THE BATTLE OF ALGIERS
LA BATTAGLIA DI ALGERI
1966, Rialto Pictures, 121 min, Algeria/Italy, Dir: Gillo Pontecorvo

The Algerian struggle for independence is presented in a compelling, ultra-realistic style by director Gillo Pontecorvo in this landmark docudrama. Refusing to make villains of either the colonialist French or the bomb-throwing rebels, Pontecorvo weaves a morally complex, dramatically riveting tapestry that presents a balanced yet passionate view of revolution.


FORBIDDEN GAMES
JEUX INTERDITS
1952, Rialto Pictures, 86 min, France, Dir: René Clément

When her parents are killed by an air strike while fleeing Paris during the German invasion, 5-year-old Paulette (Brigitte Fossey) wanders into the French countryside, where she encounters 11-year-old peasant boy Michel (Georges Poujouly). As they build a special, secret friendship, the adults around them play their own games of buffoonish peasant feuds. Ultimately beautiful, hilarious and disturbing, this masterpiece of French postwar cinema won the Golden Lion at the Venice Film Festival and the Oscar for Best Foreign-Language Film.


PAN’S LABYRINTH
EL LABERINTO DEL FAUNO
2006, Warner Bros., 118 min, Spain/Mexico/USA, Dir: Guillermo del Toro

In 1944, Ofelia (Ivana Baquero) arrives at the home of her new stepfather, a brutal Spanish army captain (Sergi López).
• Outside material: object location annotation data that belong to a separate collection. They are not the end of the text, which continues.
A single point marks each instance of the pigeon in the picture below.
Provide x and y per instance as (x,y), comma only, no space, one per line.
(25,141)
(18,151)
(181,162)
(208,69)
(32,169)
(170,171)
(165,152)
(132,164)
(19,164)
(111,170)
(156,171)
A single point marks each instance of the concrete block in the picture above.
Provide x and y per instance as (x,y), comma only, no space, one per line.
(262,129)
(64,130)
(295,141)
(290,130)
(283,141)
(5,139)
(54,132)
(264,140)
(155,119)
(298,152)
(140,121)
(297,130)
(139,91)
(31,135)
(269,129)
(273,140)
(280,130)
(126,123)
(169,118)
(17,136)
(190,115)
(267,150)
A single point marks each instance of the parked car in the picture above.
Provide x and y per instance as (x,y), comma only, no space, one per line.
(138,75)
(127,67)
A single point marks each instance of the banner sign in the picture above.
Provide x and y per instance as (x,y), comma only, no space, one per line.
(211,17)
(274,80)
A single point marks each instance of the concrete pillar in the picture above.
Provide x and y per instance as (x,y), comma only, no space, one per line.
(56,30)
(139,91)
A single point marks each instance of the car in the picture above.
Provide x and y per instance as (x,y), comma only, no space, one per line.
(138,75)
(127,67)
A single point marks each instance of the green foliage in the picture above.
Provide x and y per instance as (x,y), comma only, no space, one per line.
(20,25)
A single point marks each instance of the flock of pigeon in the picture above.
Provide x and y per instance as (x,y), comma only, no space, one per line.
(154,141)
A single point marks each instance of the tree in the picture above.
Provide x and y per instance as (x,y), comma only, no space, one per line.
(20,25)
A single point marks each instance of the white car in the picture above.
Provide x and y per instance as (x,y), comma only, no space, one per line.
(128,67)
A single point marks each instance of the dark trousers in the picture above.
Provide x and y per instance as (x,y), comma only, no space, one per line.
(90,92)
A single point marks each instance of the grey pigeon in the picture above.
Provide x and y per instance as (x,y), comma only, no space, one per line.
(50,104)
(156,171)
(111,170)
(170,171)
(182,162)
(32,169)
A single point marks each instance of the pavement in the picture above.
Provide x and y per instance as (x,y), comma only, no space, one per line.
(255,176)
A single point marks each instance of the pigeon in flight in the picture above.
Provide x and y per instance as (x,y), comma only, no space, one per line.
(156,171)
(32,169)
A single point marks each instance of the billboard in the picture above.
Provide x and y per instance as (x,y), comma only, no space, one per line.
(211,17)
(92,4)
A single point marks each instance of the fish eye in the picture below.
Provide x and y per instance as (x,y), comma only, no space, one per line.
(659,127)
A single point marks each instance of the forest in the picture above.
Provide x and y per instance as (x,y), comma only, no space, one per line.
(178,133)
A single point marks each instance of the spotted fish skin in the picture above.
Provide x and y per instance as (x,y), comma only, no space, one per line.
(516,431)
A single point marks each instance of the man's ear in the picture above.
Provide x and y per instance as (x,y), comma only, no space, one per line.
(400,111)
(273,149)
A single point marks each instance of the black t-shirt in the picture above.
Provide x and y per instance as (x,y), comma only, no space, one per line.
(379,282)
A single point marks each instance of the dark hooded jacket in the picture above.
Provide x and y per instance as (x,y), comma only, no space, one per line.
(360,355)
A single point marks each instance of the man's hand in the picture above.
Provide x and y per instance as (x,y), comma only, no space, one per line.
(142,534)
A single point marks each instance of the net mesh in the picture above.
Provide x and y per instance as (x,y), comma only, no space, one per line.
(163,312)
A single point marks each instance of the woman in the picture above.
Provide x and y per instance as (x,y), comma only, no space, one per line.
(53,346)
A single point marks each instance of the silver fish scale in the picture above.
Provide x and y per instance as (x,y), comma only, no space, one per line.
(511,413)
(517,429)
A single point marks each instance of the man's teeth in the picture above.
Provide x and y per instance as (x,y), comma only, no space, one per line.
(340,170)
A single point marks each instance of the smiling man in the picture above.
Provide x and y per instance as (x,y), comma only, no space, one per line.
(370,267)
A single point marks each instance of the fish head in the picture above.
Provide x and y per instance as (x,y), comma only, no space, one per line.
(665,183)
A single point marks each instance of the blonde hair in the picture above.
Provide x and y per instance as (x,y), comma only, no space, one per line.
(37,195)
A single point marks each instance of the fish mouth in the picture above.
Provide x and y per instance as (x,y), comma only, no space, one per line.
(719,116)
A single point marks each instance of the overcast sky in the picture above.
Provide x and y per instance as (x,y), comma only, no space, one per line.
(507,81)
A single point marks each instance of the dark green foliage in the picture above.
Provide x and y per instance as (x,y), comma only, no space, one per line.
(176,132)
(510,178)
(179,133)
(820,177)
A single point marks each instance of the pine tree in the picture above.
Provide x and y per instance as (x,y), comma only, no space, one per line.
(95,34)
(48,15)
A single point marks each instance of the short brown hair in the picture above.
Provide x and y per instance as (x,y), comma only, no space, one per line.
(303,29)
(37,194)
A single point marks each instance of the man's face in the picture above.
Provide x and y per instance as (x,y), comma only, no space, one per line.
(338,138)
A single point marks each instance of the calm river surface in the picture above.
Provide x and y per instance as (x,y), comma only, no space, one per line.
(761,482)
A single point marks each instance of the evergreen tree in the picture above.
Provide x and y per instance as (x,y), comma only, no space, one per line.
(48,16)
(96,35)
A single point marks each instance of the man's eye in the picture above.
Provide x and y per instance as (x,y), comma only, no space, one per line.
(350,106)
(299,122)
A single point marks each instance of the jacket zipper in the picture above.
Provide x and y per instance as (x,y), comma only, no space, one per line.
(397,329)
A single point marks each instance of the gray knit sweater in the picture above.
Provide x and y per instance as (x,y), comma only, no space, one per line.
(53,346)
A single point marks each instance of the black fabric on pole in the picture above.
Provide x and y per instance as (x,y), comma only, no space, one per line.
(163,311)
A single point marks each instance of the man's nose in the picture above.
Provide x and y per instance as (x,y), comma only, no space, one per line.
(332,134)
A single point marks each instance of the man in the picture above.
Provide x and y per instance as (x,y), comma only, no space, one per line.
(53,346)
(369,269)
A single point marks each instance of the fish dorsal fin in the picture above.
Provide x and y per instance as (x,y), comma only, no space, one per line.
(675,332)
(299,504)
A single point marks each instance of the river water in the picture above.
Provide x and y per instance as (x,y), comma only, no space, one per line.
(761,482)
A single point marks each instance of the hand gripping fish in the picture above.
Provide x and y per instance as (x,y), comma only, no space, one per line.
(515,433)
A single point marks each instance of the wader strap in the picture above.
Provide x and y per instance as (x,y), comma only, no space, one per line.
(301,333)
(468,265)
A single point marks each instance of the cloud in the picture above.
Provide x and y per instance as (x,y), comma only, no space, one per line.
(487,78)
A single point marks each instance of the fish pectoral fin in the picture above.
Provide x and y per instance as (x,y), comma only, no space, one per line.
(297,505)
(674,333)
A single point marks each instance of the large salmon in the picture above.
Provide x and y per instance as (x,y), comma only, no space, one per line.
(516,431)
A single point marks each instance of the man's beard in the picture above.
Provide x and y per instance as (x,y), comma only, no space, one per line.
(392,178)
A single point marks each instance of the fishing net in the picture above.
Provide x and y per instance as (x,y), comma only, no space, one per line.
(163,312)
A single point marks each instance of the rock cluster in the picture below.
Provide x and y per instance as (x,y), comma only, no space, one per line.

While skirmishes between Franco’s forces and republican rebels rage in the surrounding countryside, Ofelia is drawn to an ancient maze, where a mysterious creature assigns her three tasks. As dazzling as its Oscar-winning art direction, cinematography and makeup are, what makes this multilayered fairy tale one of the greatest films of the new millennium is the masterful way it pushes viewers’ emotional buttons, evoking wonder, fear and relief at all the right moments.